In accounting, a business or an organization and its owners are treated as two separately parties. This is called the entity concept. The business stands apart from other organizations as a separate economic unit. It is necessary to record the business's transactions separately, to distinguish them from the owners' personal transactions. This helps to give a correct determination of the true financial condition of the business. This concept can be extended to accounting separately for the various divisions of a business in order to ascertain the financial results for each division. Under the business entity concept, a business holds separate entity and distinct from its owners. "The entity view holds the business 'enterprise to be an institution in its own right separate and distinct from the parties who furnish the funds"[1]

An example is a sole trader or proprietorship. The sole trader takes money from the business by way of 'drawings', money for their own personal use. Despite it being the sole trader's business and technically their money, there are still two aspects to the transaction: the business is 'giving' money and the individual is 'receiving' money. Even though there is no other legal distinction between the sole trader and the business, and the sole trader is liable for all of the debts of the business, business transactions may be taxed separately from personal transactions, and the proprietor of the business may also find it useful to see the financial results of the business. For these reasons, the affairs of the individuals behind a business are kept separate from the affairs of the business itself.

In Anthropology[edit]

The term has been coined by British anthropologist Mark Lindley-Highfield of Ballumbie Castle to describe ideas, such as ‘the West’, which are given agentive status as though they are homogeneous real things, where this entity-concept can have different symbolic values attributed to it to those of the individuals making up the group, who on an individual basis can be perceived differently. Lindley-Highfield explains it thus: ‘the discourse flows at two levels: One at which ideological disembodied concepts are seen to compete and contest, that have an agency of their own and can have agency acted out against them; and another at which people are individuals and may be distinct from the concepts held about their broader society.’[2]

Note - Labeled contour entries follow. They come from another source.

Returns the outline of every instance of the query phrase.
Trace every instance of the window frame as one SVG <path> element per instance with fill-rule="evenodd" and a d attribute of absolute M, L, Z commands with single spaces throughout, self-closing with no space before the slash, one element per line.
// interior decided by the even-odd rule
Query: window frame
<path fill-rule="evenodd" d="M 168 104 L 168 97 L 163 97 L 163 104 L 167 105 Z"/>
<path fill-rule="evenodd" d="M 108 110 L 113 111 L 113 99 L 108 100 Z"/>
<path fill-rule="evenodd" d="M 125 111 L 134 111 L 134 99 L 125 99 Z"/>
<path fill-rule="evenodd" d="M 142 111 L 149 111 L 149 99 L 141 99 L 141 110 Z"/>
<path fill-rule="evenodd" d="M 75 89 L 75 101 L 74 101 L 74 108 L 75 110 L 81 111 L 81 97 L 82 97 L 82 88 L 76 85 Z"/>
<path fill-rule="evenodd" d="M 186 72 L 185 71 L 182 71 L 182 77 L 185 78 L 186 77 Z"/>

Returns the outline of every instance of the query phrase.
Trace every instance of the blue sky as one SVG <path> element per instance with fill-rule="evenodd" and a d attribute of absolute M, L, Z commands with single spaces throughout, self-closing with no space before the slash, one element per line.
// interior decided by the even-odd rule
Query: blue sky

What accounting principle is business entity?

The business entity concept states that the business is separate from the owner(s) of the business. Therefore the accounting records for even the simplest business, the sole trader, must be kept separate from the personal affairs of the owner or owners.

What is business entity concept in accounting with example?

Under the business entity concept, a business holds separate entity and distinct from its owners. " The entity view holds the business 'enterprise to be an institution in its own right separate and distinct from the parties who furnish the funds" An example is a sole trader or proprietorship.

What are accounting principles meaning?

Accounting principles are the rules and guidelines that companies and other bodies must follow when reporting financial data. These rules make it easier to examine financial data by standardizing the terms and methods that accountants must use.

What is business entity concept in accounting class 11?

Business Entity Concept: The concept of business entity says that a business is a separate entity from its owners. Therefore, for the objective of accounting, the firm and its owners are considered as 2 distinct persons.